Saumlaki, Jurnalinvestigasi.com – Bendahara Inspektorat Daerah Kabupaten Kepulauan Tanimbar (KKT), Yuliana Iyanleba, dengan tegas membantah tudingan yang dilayangkan wartawan media Indonesia 24 perwakilan Maluku, Simon Weriditi, yang menyebut dirinya telah mengusir wartawan dari lingkungan kantor inspektorat. Ia menyebut tuduhan tersebut keliru, sepihak, dan mencemarkan nama baiknya.
Dalam keterangannya kepada wartawan, Selasa (15/07/2025), Yuliana menepis seluruh isi pemberitaan yang menyatakan dirinya berlaku kasar dan mengusir Simon dari ruang kerja. Menurutnya, tudingan tersebut adalah narasi yang disusun secara sepihak dan tidak mencerminkan kejadian sebenarnya.
“Apa yang ditulis oleh Simon seolah-olah saya mengusir dia dan menyampaikan kata-kata kasar adalah tidak benar. Dia menulis tentang dirinya sendiri dan menyebarkan berita yang tidak sesuai fakta. Saya tidak pernah mengusir atau melarang dia jangan datang di kantor ini,” tegas Yuliana.
Yuliana menjelaskan, peristiwa itu bermula saat Simon tiba-tiba masuk ke ruang kerja pegawai tanpa pemberitahuan resmi atau janji temu. Sikapnya yang bersuara keras, menurut Yuliana, mengganggu kenyamanan dan konsentrasi para pegawai yang sedang bekerja. Oleh karena itu, ia meminta Simon untuk tidak duduk di ruangan kerja tersebut, dan mengarahkannya ke ruang tunggu sesuai prosedur internal.
“Saya hanya bilang: ‘SW, tolong jangan ribut di ruangan ini karena nanti mengganggu kerja pegawai. Jadi jangan duduk di ruangan ini lagi. Cukup duduk di sofa di ruangan sebelah, nanti kalau Bapak Inspektur sudah arahkan baru Sespri panggil masuk.’ Itu penataan, bukan pengusiran,” jelasnya.
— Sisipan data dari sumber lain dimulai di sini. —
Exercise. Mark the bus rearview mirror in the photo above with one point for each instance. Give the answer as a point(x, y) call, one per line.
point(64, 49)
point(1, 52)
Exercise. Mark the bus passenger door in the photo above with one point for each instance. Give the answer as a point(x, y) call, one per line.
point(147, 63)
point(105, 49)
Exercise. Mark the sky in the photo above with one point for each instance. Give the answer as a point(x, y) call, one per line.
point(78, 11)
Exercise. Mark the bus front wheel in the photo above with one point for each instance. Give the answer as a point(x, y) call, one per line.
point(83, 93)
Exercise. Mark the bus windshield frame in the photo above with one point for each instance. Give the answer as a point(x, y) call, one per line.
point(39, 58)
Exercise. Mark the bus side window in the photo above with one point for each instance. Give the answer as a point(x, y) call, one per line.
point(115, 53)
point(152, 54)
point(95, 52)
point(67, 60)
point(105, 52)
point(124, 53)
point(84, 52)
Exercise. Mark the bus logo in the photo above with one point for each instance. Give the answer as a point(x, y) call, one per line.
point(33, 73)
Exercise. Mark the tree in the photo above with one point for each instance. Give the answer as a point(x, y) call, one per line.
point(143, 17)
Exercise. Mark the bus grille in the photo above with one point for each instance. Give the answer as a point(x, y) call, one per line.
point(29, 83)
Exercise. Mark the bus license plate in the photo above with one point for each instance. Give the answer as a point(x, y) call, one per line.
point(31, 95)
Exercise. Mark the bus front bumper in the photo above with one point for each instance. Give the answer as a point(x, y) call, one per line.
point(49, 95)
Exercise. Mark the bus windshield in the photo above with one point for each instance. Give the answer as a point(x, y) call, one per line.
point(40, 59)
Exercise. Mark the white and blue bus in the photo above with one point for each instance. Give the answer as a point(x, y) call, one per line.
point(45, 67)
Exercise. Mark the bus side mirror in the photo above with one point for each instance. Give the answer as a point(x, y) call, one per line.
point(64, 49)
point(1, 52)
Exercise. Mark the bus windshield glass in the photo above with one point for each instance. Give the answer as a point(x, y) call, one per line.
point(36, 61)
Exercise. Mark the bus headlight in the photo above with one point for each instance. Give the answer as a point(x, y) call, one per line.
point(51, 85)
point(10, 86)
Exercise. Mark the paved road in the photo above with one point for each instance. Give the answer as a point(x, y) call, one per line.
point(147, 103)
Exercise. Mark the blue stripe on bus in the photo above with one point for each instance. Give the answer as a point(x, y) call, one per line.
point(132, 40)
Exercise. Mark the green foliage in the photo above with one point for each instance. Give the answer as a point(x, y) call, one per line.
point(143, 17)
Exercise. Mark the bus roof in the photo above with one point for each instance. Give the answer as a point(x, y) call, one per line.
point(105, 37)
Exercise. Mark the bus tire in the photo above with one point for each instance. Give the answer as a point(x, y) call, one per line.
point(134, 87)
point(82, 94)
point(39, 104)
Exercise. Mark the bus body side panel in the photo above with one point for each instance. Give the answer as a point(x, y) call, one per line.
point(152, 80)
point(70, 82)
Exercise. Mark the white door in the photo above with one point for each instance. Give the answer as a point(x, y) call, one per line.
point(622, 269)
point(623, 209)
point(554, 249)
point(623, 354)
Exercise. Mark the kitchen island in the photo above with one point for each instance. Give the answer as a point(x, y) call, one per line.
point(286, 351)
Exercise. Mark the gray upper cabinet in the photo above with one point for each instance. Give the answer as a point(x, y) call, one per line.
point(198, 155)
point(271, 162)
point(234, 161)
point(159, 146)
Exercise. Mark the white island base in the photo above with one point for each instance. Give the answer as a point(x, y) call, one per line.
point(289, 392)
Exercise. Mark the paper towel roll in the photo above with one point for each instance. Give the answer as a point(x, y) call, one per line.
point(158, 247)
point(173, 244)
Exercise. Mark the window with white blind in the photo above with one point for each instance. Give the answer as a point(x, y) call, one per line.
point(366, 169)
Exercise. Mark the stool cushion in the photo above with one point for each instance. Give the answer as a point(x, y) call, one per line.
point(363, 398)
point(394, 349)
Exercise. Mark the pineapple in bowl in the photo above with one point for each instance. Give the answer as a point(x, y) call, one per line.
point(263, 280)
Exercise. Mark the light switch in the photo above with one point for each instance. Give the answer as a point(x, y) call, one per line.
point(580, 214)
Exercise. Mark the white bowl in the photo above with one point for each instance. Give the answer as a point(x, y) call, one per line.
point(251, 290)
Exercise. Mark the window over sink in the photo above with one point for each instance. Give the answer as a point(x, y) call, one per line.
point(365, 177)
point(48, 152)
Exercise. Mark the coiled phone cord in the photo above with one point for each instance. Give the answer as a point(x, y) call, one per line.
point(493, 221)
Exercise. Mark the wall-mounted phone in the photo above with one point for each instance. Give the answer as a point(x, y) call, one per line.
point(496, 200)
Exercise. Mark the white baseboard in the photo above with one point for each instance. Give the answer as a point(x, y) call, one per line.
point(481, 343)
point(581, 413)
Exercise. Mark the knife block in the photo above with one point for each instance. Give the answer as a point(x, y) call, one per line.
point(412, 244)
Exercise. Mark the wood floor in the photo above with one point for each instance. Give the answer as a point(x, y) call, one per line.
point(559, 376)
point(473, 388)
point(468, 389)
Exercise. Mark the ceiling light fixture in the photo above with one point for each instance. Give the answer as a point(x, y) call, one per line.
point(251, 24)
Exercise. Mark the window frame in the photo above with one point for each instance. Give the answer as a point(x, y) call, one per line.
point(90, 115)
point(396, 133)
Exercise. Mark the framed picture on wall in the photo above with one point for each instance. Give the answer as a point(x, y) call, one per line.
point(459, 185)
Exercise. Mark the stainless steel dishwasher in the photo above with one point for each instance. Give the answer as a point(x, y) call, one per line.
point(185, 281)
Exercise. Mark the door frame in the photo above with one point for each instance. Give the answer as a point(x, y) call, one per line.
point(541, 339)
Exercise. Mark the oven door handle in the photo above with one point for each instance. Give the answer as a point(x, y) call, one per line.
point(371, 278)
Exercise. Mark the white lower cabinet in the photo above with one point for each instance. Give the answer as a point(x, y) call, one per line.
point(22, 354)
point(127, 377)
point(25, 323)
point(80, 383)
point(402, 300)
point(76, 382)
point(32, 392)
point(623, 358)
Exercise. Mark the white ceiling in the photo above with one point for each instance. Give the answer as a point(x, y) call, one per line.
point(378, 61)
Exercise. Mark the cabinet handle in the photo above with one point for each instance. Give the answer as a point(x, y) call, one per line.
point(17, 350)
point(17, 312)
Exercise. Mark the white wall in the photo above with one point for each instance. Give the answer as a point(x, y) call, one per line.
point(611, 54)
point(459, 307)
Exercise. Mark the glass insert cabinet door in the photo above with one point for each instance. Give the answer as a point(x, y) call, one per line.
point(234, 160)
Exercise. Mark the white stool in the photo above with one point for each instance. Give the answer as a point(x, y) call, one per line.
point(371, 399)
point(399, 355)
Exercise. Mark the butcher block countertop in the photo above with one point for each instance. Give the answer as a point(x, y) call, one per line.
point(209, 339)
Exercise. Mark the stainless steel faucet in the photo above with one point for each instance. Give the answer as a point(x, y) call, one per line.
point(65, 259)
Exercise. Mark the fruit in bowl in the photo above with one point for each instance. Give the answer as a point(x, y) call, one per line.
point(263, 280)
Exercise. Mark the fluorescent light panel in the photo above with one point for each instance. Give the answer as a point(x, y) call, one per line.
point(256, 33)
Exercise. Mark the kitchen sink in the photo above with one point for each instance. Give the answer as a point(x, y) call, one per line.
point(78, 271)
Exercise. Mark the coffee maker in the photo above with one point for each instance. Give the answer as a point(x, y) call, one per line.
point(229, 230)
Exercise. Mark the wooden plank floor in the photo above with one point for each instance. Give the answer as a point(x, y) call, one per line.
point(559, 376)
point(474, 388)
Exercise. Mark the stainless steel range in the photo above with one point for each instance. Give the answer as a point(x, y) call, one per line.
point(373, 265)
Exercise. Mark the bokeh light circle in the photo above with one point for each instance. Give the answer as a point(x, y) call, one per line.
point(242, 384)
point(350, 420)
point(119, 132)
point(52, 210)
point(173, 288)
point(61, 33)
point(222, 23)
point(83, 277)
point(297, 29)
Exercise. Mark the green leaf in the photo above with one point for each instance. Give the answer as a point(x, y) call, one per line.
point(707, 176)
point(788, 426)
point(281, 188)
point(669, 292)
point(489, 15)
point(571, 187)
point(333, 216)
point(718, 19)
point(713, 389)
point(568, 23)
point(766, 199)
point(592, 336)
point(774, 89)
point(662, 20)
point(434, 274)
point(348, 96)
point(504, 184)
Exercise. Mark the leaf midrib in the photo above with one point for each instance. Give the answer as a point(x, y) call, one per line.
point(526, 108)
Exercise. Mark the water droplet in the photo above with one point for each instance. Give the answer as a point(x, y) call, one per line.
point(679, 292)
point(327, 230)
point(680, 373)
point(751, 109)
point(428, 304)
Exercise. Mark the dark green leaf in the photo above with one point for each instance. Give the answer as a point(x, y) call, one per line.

Yuliana menegaskan dirinya menghormati profesi wartawan, tetapi menyoroti perlunya wartawan memegang teguh etika jurnalistik dan memahami protokol resmi ketika berada di lingkungan instansi pemerintahan. Ia menyayangkan sikap Simon yang kerap datang tanpa kejelasan agenda peliputan, dan beberapa kali dinilai emosional saat tidak diberi akses langsung.
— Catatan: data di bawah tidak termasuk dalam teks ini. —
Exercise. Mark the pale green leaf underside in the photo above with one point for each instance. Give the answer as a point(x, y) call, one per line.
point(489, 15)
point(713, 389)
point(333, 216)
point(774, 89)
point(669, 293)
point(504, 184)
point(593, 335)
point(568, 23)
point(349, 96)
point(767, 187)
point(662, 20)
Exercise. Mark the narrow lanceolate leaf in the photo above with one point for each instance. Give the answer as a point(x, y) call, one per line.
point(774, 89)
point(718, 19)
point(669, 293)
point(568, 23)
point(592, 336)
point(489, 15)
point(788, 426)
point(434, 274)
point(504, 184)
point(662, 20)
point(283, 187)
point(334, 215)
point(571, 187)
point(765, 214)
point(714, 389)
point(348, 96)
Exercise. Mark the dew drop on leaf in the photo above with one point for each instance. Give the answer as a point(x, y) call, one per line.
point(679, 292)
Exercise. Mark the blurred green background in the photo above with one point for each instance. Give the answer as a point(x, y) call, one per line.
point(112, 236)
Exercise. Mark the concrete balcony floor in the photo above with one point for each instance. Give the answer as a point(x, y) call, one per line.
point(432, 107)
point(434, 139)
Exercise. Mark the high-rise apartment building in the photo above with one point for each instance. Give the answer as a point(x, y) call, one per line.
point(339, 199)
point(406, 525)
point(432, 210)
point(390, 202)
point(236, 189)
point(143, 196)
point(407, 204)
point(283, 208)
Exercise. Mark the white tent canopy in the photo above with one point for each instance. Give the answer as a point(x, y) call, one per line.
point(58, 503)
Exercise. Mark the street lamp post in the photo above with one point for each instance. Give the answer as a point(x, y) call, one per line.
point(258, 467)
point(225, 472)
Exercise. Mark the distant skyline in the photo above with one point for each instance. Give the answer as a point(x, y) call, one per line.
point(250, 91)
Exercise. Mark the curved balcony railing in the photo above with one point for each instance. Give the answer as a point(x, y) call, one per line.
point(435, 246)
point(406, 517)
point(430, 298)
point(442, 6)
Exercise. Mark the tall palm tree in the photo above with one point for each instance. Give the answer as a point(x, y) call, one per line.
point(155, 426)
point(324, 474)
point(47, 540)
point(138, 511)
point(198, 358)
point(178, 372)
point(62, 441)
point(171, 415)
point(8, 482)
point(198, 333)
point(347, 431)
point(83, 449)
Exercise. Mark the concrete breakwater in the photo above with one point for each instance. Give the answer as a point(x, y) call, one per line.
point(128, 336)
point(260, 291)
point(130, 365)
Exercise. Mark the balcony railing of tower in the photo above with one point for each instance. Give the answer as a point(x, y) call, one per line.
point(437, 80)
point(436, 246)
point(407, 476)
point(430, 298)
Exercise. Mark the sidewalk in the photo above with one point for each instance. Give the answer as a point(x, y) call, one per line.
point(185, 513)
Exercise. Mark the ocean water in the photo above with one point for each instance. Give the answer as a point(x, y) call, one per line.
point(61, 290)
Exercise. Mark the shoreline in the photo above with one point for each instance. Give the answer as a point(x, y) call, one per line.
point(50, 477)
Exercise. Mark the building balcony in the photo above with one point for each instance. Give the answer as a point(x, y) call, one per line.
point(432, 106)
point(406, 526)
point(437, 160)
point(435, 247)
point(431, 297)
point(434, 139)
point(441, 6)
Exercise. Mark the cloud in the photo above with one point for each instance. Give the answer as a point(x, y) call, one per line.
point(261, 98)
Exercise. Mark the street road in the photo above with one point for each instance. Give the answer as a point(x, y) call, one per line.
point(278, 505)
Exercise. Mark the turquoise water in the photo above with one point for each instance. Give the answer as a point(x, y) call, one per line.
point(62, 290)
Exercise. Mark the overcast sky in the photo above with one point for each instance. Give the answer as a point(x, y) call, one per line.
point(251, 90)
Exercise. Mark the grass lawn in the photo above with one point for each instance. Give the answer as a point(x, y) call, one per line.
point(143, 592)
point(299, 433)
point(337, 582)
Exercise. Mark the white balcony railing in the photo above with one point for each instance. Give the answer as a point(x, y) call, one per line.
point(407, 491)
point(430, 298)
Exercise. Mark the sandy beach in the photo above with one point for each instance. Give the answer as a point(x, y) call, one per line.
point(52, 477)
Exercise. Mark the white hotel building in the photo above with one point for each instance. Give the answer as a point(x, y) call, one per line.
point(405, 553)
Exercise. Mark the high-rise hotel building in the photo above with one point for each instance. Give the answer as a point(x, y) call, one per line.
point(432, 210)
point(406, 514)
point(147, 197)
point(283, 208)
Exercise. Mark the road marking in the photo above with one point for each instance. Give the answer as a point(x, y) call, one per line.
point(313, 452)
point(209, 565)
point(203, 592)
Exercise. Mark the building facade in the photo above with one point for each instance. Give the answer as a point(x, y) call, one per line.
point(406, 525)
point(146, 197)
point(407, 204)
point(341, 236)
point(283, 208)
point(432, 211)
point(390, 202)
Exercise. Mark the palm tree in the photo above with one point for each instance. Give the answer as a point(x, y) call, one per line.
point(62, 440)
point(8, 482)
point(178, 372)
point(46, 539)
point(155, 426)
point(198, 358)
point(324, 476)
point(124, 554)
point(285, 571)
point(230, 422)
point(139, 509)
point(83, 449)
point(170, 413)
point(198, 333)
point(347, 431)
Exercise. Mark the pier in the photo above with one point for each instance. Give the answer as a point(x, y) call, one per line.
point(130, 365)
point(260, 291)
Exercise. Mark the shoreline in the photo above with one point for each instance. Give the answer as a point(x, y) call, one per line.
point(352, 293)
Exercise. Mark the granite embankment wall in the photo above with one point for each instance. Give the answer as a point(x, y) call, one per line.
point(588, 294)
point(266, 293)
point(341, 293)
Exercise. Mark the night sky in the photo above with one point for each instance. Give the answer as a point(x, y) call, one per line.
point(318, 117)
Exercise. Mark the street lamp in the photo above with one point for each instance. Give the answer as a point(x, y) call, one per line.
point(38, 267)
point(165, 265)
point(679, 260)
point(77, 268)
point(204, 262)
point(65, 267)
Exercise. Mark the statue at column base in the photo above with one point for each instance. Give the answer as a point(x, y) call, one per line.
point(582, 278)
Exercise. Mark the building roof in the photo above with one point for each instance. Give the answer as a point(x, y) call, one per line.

“Saya bukan anti wartawan. Tapi jangan sampai karena dia wartawan, bisa seenaknya masuk ruangan orang, ribut, dan marah-marah. Kita ini kerja, kita juga punya etika kerja. Harus saling menghargai,” ujarnya.
Yuliana juga secara tegas menyebut bahwa tindakan Simon telah melampaui batas kewajaran seorang jurnalis dan merupakan pelanggaran etika jurnalistik yang tidak bisa dibiarkan. Ia menilai, menulis berita tentang dirinya sendiri, mewawancarai dirinya sendiri, lalu menyebarkan informasi sepihak tanpa klarifikasi adalah bentuk penyalahgunaan profesi dan etika media.
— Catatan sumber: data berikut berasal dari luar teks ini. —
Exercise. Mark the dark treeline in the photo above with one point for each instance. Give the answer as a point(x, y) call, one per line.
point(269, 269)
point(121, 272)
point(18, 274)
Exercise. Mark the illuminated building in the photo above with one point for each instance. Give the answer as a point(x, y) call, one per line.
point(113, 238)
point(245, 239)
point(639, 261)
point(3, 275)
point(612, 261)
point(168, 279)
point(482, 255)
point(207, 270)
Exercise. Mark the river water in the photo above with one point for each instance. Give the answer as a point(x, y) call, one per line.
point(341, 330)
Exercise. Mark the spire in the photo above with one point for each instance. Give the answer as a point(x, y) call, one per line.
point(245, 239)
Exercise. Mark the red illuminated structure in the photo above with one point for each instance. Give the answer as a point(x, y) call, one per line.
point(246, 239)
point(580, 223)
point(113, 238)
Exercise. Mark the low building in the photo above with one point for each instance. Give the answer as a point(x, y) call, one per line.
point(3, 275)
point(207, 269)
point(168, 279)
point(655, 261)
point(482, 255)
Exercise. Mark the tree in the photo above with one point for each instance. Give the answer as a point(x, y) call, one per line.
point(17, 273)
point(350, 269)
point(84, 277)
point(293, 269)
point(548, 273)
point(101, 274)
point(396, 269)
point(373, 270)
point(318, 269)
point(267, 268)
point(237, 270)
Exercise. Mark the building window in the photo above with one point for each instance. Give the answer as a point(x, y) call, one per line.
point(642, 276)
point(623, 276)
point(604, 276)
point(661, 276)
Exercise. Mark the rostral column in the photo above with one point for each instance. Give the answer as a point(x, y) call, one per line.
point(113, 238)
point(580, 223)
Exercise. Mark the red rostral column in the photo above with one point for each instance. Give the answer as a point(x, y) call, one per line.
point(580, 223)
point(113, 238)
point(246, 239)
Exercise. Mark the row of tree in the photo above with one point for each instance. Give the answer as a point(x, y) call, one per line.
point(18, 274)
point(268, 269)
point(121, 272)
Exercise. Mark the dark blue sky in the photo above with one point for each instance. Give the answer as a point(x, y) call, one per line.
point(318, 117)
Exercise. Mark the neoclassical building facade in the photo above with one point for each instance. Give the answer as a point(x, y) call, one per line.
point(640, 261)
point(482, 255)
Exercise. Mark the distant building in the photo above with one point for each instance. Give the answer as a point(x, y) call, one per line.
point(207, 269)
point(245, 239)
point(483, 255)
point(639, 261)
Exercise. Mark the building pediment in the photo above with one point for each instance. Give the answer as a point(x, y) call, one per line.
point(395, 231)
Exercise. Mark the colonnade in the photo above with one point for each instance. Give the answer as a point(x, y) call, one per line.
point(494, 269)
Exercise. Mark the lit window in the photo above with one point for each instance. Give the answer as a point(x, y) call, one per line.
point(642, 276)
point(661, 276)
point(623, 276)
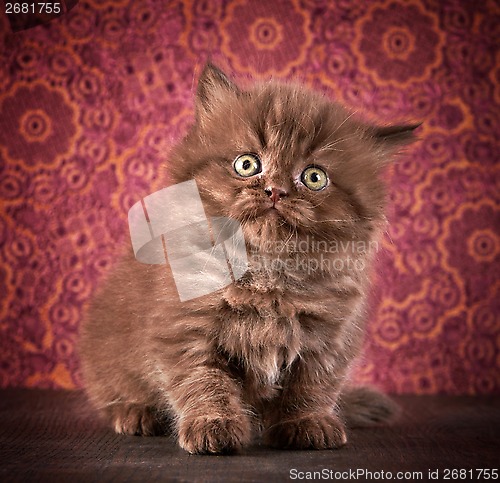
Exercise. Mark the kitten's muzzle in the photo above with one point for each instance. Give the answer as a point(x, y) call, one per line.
point(275, 193)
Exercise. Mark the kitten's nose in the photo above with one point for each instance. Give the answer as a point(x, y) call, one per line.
point(275, 193)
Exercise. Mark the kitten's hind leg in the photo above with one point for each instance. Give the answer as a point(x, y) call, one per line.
point(135, 419)
point(364, 406)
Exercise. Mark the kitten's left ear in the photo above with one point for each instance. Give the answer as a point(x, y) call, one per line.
point(213, 87)
point(391, 138)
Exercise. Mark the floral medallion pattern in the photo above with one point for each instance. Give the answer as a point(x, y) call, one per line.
point(91, 103)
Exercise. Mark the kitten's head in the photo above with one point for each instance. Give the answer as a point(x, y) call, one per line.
point(285, 161)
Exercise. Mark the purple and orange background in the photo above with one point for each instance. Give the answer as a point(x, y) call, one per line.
point(91, 102)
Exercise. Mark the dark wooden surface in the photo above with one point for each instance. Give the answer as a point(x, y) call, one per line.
point(55, 436)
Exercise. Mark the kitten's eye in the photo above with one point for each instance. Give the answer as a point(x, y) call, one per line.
point(247, 165)
point(314, 178)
“Dia menulis sendiri, wawancara diri sendiri, lalu viralkan seolah-olah dia korban. Ini bukan kerja jurnalistik, ini penyimpangan dan mencoreng nama baik profesi wartawan. Saya tidak terima nama saya dijatuhkan hanya karena ada oknum yang tidak paham etika,” tegas Yuliana.
Ia menambahkan, berita yang disusun dengan narasi menyerang tanpa konfirmasi dan dengan itikad buruk seperti itu dapat dikategorikan sebagai berita bohong dan provokatif. Oleh karena itu, ia meminta Dewan Pers dan organisasi profesi seperti PWI untuk melakukan peninjauan atas praktik semacam ini yang dinilai membahayakan integritas Pers.
“Saya minta PWI dan Dewan Pers periksa dan beri teguran. Kalau wartawan bisa seenaknya menulis tentang dirinya sendiri lalu fitnah orang lain, di mana lagi keadilan media? Ini sudah menyimpang dan tidak boleh dibiarkan,” tutupnya.
Ia meminta agar organisasi profesi wartawan, khususnya PWI KKT, bisa menegur dan membina wartawan seperti Simon agar tidak mencoreng nama baik profesi dan media tempatnya bekerja. Apalagi, Yuliana menilai tindakan Simon yang menulis berita tentang dirinya sendiri adalah bentuk konflik kepentingan yang mencederai prinsip keberimbangan berita.
“Saya harap PWI bisa menegur wartawan ini. Jangan sampai profesi wartawan digunakan untuk membuat kegaduhan, menyerang orang lain, apalagi menulis berita soal dirinya sendiri seolah sebagai korban. Ini mencoreng integritas media,” tandasnya.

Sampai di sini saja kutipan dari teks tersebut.